Türkiye giderek gerilmekte; bir tarafta Silivri yargılamaları, diğer yanda KCK ve PKK ve hepsinden önemlisi yanı başımızda, sınırların hemen ötesinde gelişen olaylar.

Türkiye’nin PKK ile başa çıkması, Suriye’deki sıcak gelişmelerden derinden etkilenmemesi, kısaca sınırlarını koruması, ülke bütünlüğünü devam ettirmesi öncelikle ulusalcı cumhuriyetçilerle olan uzlaşılabilir çelişkileri çözmesine ve PKK’yı zayıflatmasına bağlı. Türkiye’nin PKK ile kararlı ve başarılı bir mücadele vermesi ulusalcılarla uzlaşmasına bağlıdır, ancak bu da yeterli değildir PKK’nın kitle bağlarının zayıflatılması gerekir.

Bu iki konunun halli ise bir genel aftan geçer. Genel af PKK militanlarının dağdan inmesine yardımcı olacağı gibi 5000 silahlı PKK’lıya cephe gerisinde hizmet vererek onlara suç ortağı olan binlerce kişinin tekrar normal yaşama dönmesine imkan sağlayacaktır. Ne var ki bu da yeterli değildir. Komutanlarının içeride olmasından ötürü kızgın ve kırkın olan Kemalist ordu mensuplarının gönlü alınmadan PKK’ye karşı kararlı ve başarılı bir mücadele mümkün görünmemektedir. PKK’nın kitle bağlarının çözülmesi kararlı ve etkin bir savaş olmadan mümkün olamaz.

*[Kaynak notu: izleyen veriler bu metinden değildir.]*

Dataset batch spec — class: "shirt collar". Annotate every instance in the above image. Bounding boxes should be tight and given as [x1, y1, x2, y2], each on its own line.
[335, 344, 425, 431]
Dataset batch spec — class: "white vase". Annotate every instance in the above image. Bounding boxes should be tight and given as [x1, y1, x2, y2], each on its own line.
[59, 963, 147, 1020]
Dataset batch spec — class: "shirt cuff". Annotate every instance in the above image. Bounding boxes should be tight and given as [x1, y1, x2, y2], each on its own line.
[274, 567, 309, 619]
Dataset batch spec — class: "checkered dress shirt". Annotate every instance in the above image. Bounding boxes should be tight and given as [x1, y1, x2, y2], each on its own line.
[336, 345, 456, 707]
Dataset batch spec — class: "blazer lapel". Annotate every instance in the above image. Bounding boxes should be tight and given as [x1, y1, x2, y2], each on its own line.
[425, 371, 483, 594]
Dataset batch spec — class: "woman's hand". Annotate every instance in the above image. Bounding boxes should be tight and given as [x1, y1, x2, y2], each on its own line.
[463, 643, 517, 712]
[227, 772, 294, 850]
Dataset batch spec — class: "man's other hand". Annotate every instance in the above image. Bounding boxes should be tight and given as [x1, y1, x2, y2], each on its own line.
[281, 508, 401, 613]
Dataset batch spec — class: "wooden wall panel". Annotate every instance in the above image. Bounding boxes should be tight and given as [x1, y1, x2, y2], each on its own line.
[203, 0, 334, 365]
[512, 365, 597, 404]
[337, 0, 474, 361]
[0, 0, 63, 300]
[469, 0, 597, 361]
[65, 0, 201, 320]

Bir genel afla birlikte  demokratikleşmeye öncelik verilmeli, demokratik açılımlar hızlandırılmalıdır.

Türkiye’nin istikrarlı büyümesini devam ettirmesi,  etrafındaki ateş çemberini yarması, terörü minimize etmesi bir genel afla birlikte yapacağı demokratik açılımlara bağlıdır.

Türkiye kendi ulusalcılarını hapiste tutmaya devam ederse, iç barışı sağlayamaz ise Ortadoğu’daki değişimin dışında kalamaz ve sınırları ciddi tehdit altına girer.

Genel af  iç ve dış barışın ilk koşuludur.